I remember not liking Roots: An American Family Saga (1976) as much as the series (1977), because it was so wordy. I just wanted to start the story. The first section addresses Haley’s processes and gives background on the research.[1] He wanted to share with other black people how he found his roots, so each of us could find ours too. Knowing his people, the people who were there before there was a here, gave Haley a different perspective on his role and place in America. He had a place he could go, people who loved him. He had options and these options, freed him.
We all need options, especially our children. To know one’s roots means that a person can plant herself somewhere else, just as our ancestors did here. Having roots connects us to a larger tapestry that is Pan African. As Pan Africans, that is, rooted in multiple cultures, we have the unique opportunity to act as conveners of the collaboration that is black life within the Diaspora. There is a lot of overlap. Before Alex Haley’s Roots, African ancestry was a concept I spoke of without knowing how to prove it. The Oakland International Film Festival in collaboration with the City of Oakland, might not televise the forum April 8 at the Scottish Rite Center, 6:30 p.m.; however, we have to get the word out to everyone to excavate their landscapes. Weed and prune. Digging a space big enough to hold a people who are tunneling through confusion and miseducation, fake news and dubious facts, for the answer to the questions: Who am I? Where do I belong?
Knowing one’s roots is the first step towards freedom.

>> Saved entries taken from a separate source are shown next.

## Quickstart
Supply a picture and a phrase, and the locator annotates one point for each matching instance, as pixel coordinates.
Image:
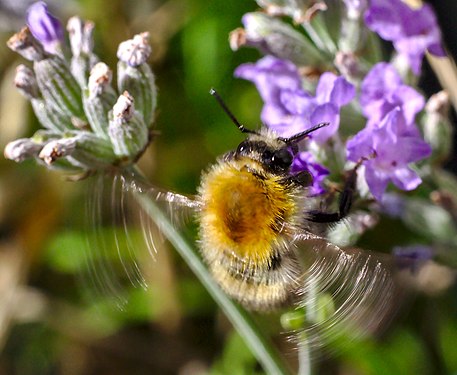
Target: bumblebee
(263, 238)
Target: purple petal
(406, 179)
(46, 28)
(360, 146)
(377, 181)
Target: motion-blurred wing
(122, 239)
(346, 294)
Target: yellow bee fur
(247, 218)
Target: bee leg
(344, 204)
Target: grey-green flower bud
(50, 117)
(353, 32)
(25, 82)
(99, 98)
(135, 51)
(26, 45)
(21, 149)
(58, 87)
(274, 37)
(135, 75)
(300, 10)
(80, 148)
(81, 41)
(57, 149)
(128, 133)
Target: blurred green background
(52, 322)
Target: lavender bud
(57, 149)
(272, 36)
(45, 27)
(26, 45)
(135, 76)
(82, 149)
(300, 10)
(21, 149)
(135, 51)
(25, 82)
(99, 99)
(124, 109)
(100, 80)
(80, 33)
(128, 133)
(50, 117)
(58, 87)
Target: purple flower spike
(44, 26)
(289, 109)
(304, 161)
(389, 149)
(412, 31)
(383, 90)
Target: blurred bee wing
(122, 240)
(346, 294)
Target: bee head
(274, 153)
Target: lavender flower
(288, 108)
(304, 161)
(383, 90)
(393, 146)
(412, 31)
(45, 27)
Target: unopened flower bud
(80, 34)
(100, 79)
(58, 86)
(46, 28)
(124, 108)
(21, 149)
(99, 99)
(274, 37)
(135, 76)
(83, 149)
(135, 51)
(128, 133)
(50, 117)
(26, 45)
(57, 149)
(25, 82)
(300, 10)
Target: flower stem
(260, 345)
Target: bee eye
(278, 160)
(244, 148)
(282, 158)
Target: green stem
(261, 347)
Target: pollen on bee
(243, 214)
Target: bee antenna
(299, 136)
(229, 113)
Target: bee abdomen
(259, 289)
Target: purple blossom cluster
(289, 109)
(413, 31)
(390, 141)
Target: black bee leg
(344, 205)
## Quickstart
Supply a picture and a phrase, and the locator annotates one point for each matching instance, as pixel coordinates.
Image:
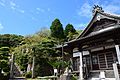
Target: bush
(28, 75)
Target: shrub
(28, 74)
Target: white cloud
(108, 6)
(1, 27)
(48, 9)
(2, 3)
(20, 10)
(85, 10)
(80, 26)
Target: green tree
(70, 32)
(69, 29)
(57, 29)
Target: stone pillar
(81, 68)
(118, 52)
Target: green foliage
(57, 29)
(4, 60)
(28, 74)
(69, 29)
(10, 40)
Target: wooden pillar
(33, 65)
(81, 68)
(118, 52)
(12, 67)
(116, 71)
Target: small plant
(28, 74)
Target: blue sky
(26, 17)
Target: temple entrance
(101, 61)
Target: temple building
(96, 52)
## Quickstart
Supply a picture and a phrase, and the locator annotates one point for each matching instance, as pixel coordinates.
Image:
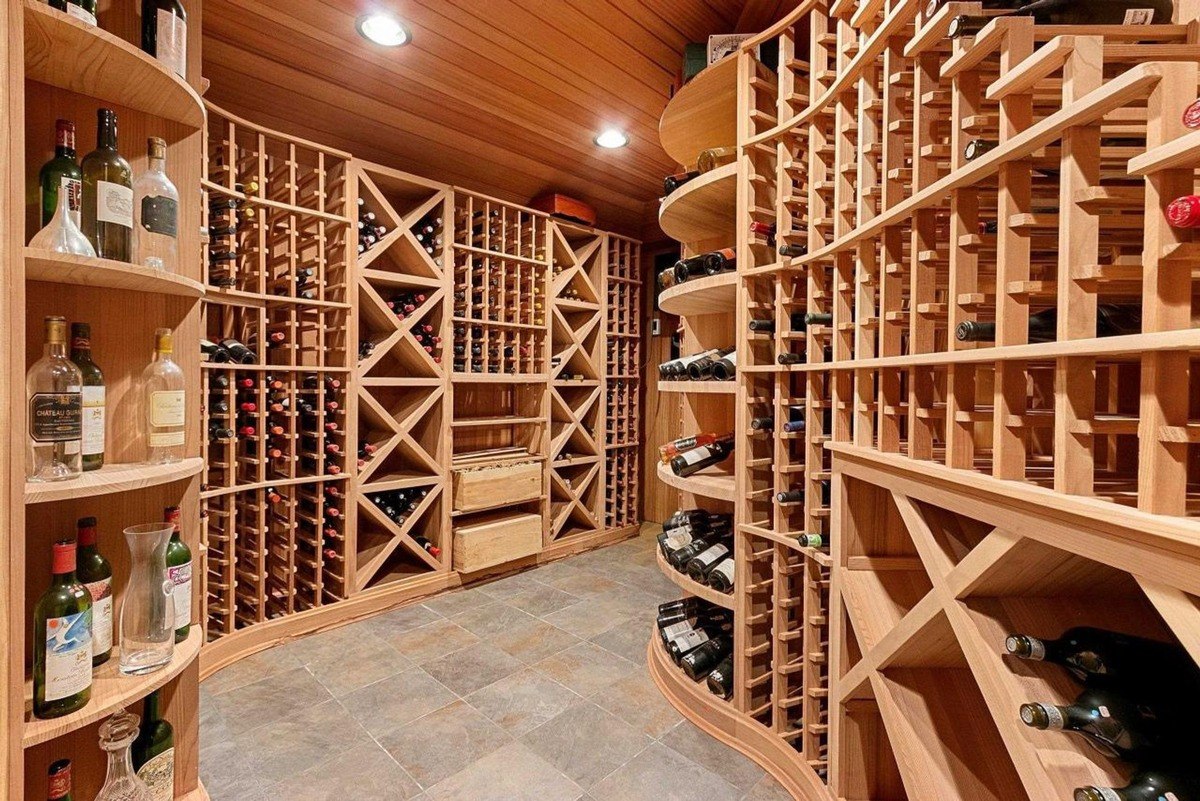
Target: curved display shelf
(694, 588)
(709, 482)
(708, 295)
(70, 54)
(84, 271)
(112, 479)
(720, 720)
(702, 114)
(111, 691)
(702, 209)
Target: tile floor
(531, 687)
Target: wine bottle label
(67, 655)
(81, 13)
(73, 187)
(93, 420)
(159, 774)
(101, 615)
(160, 215)
(55, 416)
(171, 42)
(180, 576)
(114, 204)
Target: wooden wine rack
(970, 489)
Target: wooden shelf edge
(111, 692)
(85, 271)
(694, 588)
(113, 479)
(719, 720)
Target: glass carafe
(148, 612)
(121, 783)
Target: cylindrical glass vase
(148, 613)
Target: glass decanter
(148, 610)
(61, 234)
(121, 783)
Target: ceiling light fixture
(612, 139)
(383, 29)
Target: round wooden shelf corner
(111, 691)
(720, 720)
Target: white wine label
(55, 416)
(101, 615)
(181, 577)
(172, 42)
(167, 408)
(159, 774)
(114, 204)
(73, 187)
(93, 420)
(67, 655)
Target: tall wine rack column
(576, 384)
(400, 488)
(623, 378)
(275, 416)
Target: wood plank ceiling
(499, 96)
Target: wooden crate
(489, 487)
(496, 538)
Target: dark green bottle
(96, 574)
(59, 172)
(179, 572)
(94, 398)
(63, 640)
(154, 750)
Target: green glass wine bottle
(154, 751)
(96, 574)
(63, 640)
(179, 572)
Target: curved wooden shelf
(720, 720)
(694, 588)
(708, 295)
(66, 53)
(111, 691)
(702, 209)
(709, 482)
(702, 114)
(84, 271)
(700, 387)
(112, 479)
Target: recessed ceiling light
(383, 29)
(612, 138)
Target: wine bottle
(58, 786)
(162, 386)
(1146, 786)
(54, 387)
(154, 751)
(95, 572)
(63, 639)
(705, 456)
(1095, 655)
(165, 34)
(1110, 722)
(720, 679)
(156, 212)
(179, 573)
(699, 662)
(93, 397)
(61, 173)
(107, 208)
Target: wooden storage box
(487, 487)
(496, 538)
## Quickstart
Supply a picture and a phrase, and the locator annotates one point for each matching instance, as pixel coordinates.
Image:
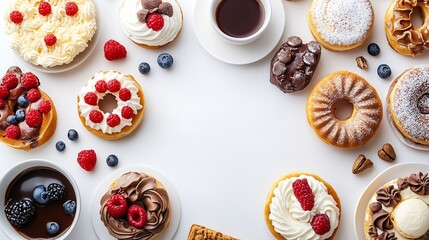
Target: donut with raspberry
(125, 116)
(28, 117)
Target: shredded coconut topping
(342, 22)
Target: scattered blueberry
(23, 101)
(373, 49)
(52, 227)
(384, 71)
(40, 195)
(20, 115)
(60, 146)
(165, 60)
(112, 160)
(69, 207)
(144, 67)
(72, 135)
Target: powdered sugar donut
(342, 24)
(124, 118)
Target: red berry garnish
(303, 193)
(50, 40)
(71, 8)
(127, 112)
(117, 206)
(321, 224)
(101, 86)
(29, 80)
(33, 95)
(4, 92)
(96, 116)
(137, 216)
(10, 80)
(33, 118)
(114, 50)
(45, 8)
(113, 120)
(16, 17)
(155, 21)
(91, 98)
(113, 85)
(13, 132)
(87, 159)
(125, 94)
(45, 106)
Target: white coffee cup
(266, 4)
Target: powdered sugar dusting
(342, 22)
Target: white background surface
(221, 133)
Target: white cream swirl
(140, 33)
(72, 32)
(134, 102)
(291, 221)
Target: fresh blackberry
(56, 192)
(20, 212)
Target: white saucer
(176, 207)
(238, 54)
(394, 172)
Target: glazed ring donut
(367, 113)
(402, 36)
(128, 113)
(341, 24)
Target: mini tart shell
(331, 191)
(47, 129)
(136, 120)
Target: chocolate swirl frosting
(143, 190)
(389, 196)
(416, 40)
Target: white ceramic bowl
(5, 226)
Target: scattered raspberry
(155, 21)
(29, 80)
(114, 50)
(13, 132)
(113, 120)
(113, 85)
(45, 106)
(10, 80)
(137, 216)
(4, 92)
(303, 193)
(87, 159)
(117, 206)
(45, 8)
(96, 116)
(127, 112)
(321, 224)
(33, 118)
(71, 8)
(91, 98)
(124, 94)
(33, 95)
(16, 17)
(50, 40)
(101, 86)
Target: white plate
(176, 207)
(238, 54)
(394, 172)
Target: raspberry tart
(302, 206)
(127, 114)
(27, 115)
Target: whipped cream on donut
(72, 32)
(140, 33)
(125, 82)
(288, 217)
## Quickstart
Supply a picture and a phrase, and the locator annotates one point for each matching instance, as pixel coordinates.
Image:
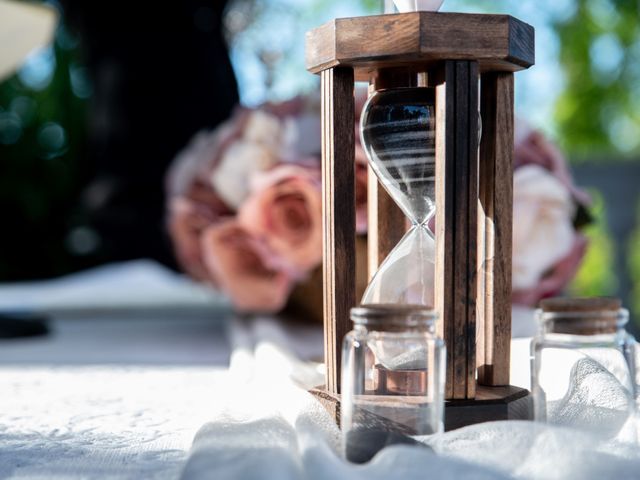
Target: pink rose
(189, 215)
(285, 211)
(241, 266)
(547, 248)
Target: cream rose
(543, 231)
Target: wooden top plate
(497, 42)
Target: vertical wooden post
(386, 222)
(338, 191)
(457, 222)
(496, 217)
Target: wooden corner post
(457, 222)
(338, 190)
(496, 217)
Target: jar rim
(396, 315)
(581, 322)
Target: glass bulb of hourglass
(398, 134)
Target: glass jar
(583, 365)
(392, 379)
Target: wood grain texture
(456, 222)
(496, 217)
(490, 404)
(497, 42)
(338, 190)
(387, 223)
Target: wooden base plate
(490, 404)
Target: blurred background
(123, 87)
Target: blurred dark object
(18, 325)
(160, 73)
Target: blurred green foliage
(598, 111)
(42, 132)
(633, 253)
(593, 278)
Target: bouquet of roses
(245, 207)
(245, 203)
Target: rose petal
(231, 257)
(556, 279)
(287, 214)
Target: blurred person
(160, 72)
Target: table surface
(121, 393)
(109, 396)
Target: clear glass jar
(583, 365)
(392, 379)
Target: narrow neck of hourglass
(423, 222)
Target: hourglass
(398, 134)
(440, 211)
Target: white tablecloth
(123, 394)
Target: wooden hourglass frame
(470, 59)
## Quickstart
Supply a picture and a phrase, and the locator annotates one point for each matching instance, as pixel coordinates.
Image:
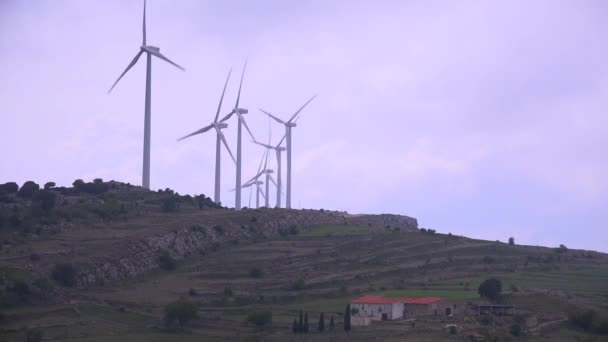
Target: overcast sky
(480, 118)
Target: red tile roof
(374, 299)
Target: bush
(65, 274)
(44, 200)
(256, 272)
(515, 330)
(166, 261)
(33, 335)
(299, 284)
(9, 188)
(169, 204)
(260, 318)
(28, 189)
(181, 311)
(490, 288)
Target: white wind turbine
(241, 122)
(150, 51)
(278, 149)
(288, 125)
(219, 139)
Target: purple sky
(480, 118)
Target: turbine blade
(228, 116)
(272, 116)
(281, 141)
(272, 180)
(161, 56)
(202, 130)
(144, 25)
(219, 106)
(299, 110)
(127, 69)
(238, 98)
(219, 132)
(246, 126)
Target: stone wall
(135, 257)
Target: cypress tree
(321, 322)
(301, 322)
(347, 318)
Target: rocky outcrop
(135, 257)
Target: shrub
(256, 272)
(65, 274)
(28, 189)
(490, 288)
(169, 204)
(181, 311)
(260, 318)
(33, 335)
(166, 261)
(9, 188)
(299, 284)
(44, 200)
(515, 330)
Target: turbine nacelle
(149, 48)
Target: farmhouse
(382, 308)
(378, 307)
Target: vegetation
(490, 289)
(166, 261)
(65, 274)
(181, 311)
(347, 315)
(260, 318)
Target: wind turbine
(219, 139)
(288, 125)
(278, 149)
(150, 51)
(239, 112)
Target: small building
(378, 307)
(496, 310)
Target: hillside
(100, 261)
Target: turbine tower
(220, 139)
(239, 112)
(278, 149)
(288, 125)
(150, 51)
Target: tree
(9, 188)
(65, 274)
(301, 322)
(260, 318)
(45, 200)
(181, 311)
(321, 322)
(28, 189)
(347, 318)
(490, 289)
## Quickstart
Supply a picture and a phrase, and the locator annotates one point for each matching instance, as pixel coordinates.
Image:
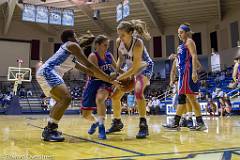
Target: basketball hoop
(19, 75)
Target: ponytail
(141, 28)
(86, 40)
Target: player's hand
(171, 83)
(113, 76)
(194, 77)
(116, 83)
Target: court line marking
(96, 142)
(138, 154)
(191, 154)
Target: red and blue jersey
(185, 83)
(93, 84)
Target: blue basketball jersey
(94, 84)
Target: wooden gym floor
(20, 139)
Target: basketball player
(186, 120)
(188, 79)
(97, 91)
(132, 53)
(50, 74)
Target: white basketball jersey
(127, 54)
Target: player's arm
(173, 72)
(192, 49)
(120, 58)
(84, 69)
(234, 75)
(75, 49)
(199, 66)
(137, 61)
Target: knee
(85, 115)
(182, 99)
(139, 93)
(67, 99)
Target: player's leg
(63, 100)
(197, 110)
(101, 97)
(89, 104)
(181, 107)
(140, 85)
(117, 124)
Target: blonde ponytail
(86, 40)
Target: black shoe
(51, 134)
(199, 127)
(117, 125)
(183, 122)
(172, 126)
(190, 123)
(143, 129)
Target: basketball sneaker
(117, 125)
(143, 129)
(51, 134)
(93, 128)
(101, 132)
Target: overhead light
(96, 14)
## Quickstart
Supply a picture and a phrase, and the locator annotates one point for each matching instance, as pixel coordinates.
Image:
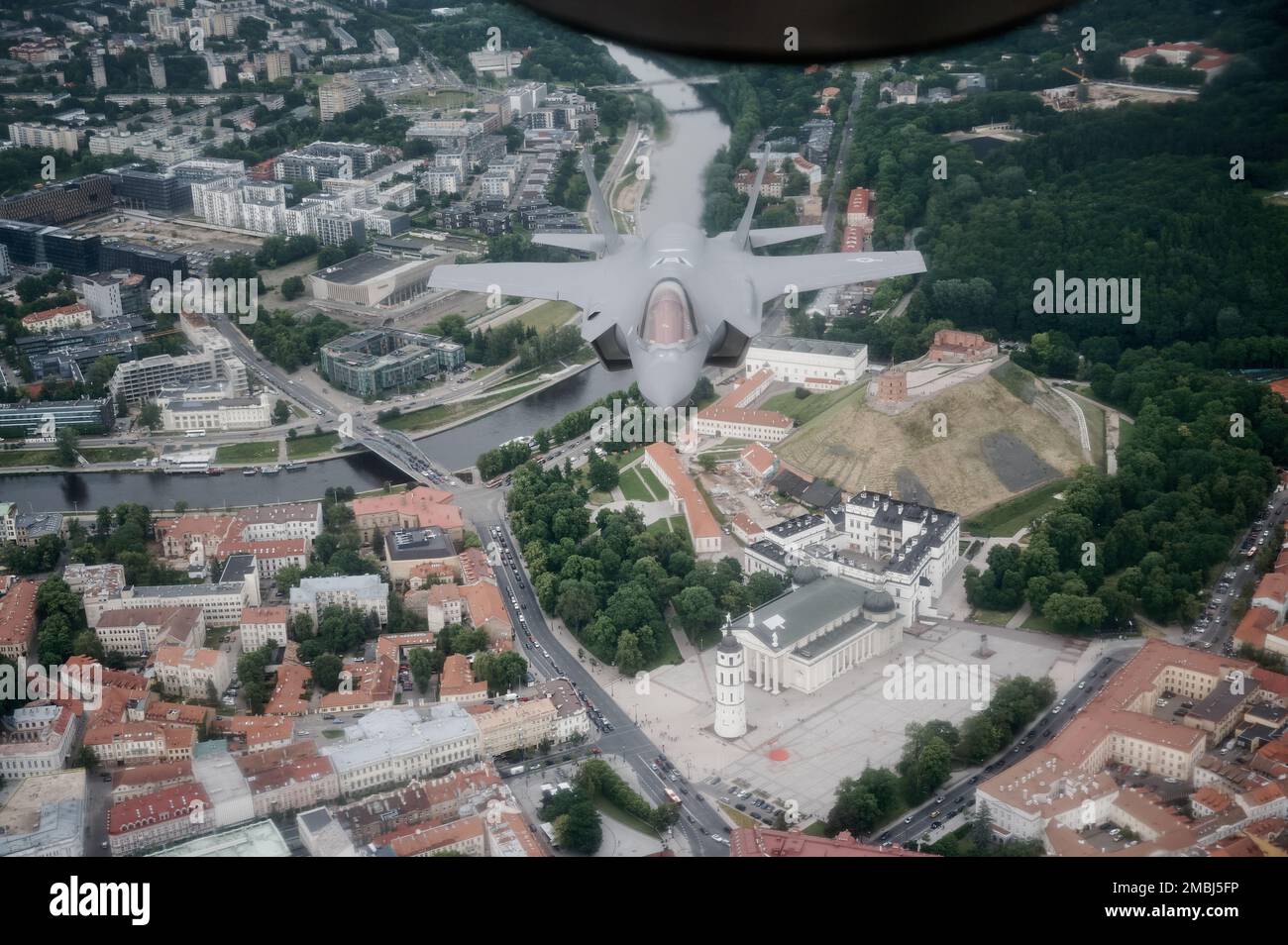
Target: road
(550, 660)
(837, 200)
(1218, 631)
(1083, 434)
(954, 801)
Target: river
(675, 194)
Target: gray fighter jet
(675, 300)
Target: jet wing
(773, 274)
(554, 280)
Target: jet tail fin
(599, 211)
(745, 223)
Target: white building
(263, 625)
(810, 364)
(62, 318)
(730, 687)
(37, 739)
(222, 415)
(192, 673)
(136, 632)
(500, 63)
(219, 602)
(881, 542)
(338, 97)
(393, 746)
(816, 632)
(218, 201)
(26, 134)
(366, 592)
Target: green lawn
(673, 524)
(997, 618)
(1010, 516)
(312, 445)
(1126, 430)
(626, 458)
(803, 409)
(29, 458)
(613, 812)
(259, 451)
(652, 481)
(552, 314)
(115, 454)
(632, 488)
(668, 653)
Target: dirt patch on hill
(995, 446)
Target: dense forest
(612, 580)
(1138, 191)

[1] We later learn that some of the research was no original, that Haley plagiarized another scholar. He resolved this in a court settlement. Nonetheless, Haley is not the first scholar to make mistakes in documenting his sources. It is not always intentional and meant to deceive. I am going to give Haley the benefit of the doubt and say that he was eager to share what he learned about ancestral roots and the importance of looking beyond the stories floating to the top of the brew about black people. The cauldron often scalds the cook—Haley was burnt often, but he never stopped stirring. Our ancestors resisted capture, suffered and did not resign themselves ever to being enslaved, even if they lost their toes and could no longer physically run. They ran in their souls.